PrivateNLP 2020

First Workshop on Privacy in Natural Language Processing

Colocated with WSDM 2020, Feb 7, 2020, Houston Texas


Privacy-preserving data analysis has become essential in the age of Machine Learning (ML) where access to vast amounts of data can provide gains over tuned algorithms. A large proportion of user-contributed data comes from natural language e.g., text transcriptions from voice assistants.

It is therefore important to curate NLP datasets while preserving the privacy of the users whose data is collected, and train ML models that only retain non-identifying user data.

The workshop aims to bring together practitioners and researchers from academia and industry to discuss the challenges and approaches to designing, building, verifying, and testing privacy preserving systems in the context of Natural Language Processing.

The topics to be covered in the workshop include:

  • Personal information detection: classifying whether text contains the author’s personal information,

  • Privacy-preserving text analysis: how differential privacy and homomorphic encryption can be used to preserve user privacy when integrated in word embeddings and calculations that use them,

  • Privacy enhancing technologies and AI: discussing the state of research in privacy-preserving AI and the kinds of technologies that can be integrated into AI in order to preserve privacy.

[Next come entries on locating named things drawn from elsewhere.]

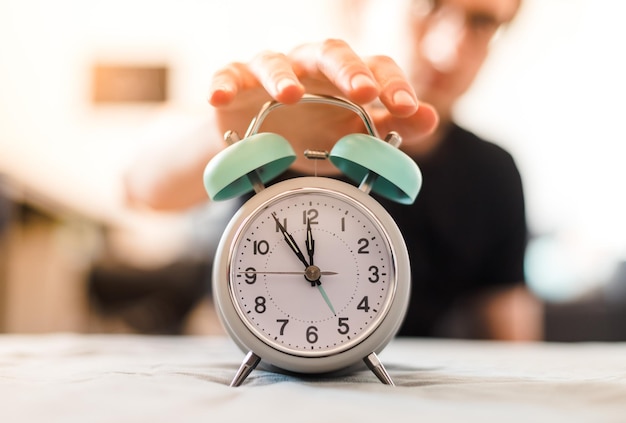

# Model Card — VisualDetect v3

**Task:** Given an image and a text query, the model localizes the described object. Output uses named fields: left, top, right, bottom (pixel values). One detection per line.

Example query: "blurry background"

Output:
left=0, top=0, right=626, bottom=340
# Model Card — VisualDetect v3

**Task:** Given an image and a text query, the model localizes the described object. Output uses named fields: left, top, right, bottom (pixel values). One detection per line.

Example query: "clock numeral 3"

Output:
left=367, top=266, right=380, bottom=283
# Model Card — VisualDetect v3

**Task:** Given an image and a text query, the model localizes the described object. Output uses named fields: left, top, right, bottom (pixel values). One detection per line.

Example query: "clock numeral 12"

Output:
left=302, top=209, right=320, bottom=225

Venue: Hyatt Regency Houston/Galleria | Room: Regency D (Level 2)

08:45 Welcome

    • Oluwaseyi Feyisetan

09:00 Keynote

10:00 Coffee break

10:30 Invited Talk

11:15 Invited Talk

12:00 Lunch

13:00 Research Paper

13:30 Research Paper

14:00 Research Paper

14:30 Research Paper

15:00 Coffee break

15:30 Panel discussion

16:00 Closing remarks

Invited Speakers

Tom Diethe (Amazon, UK) - Keynote Speaker

Tom Diethe is an Applied Science Manager in Amazon Research, Cambridge UK. Tom is also an Honorary Research Fellow at the University of Bristol. Tom was formerly a Research Fellow for the "SPHERE" Interdisciplinary Research Collaboration, which is designing a platform for eHealth in a smart-home context. This platform is currently being deployed into homes throughout Bristol.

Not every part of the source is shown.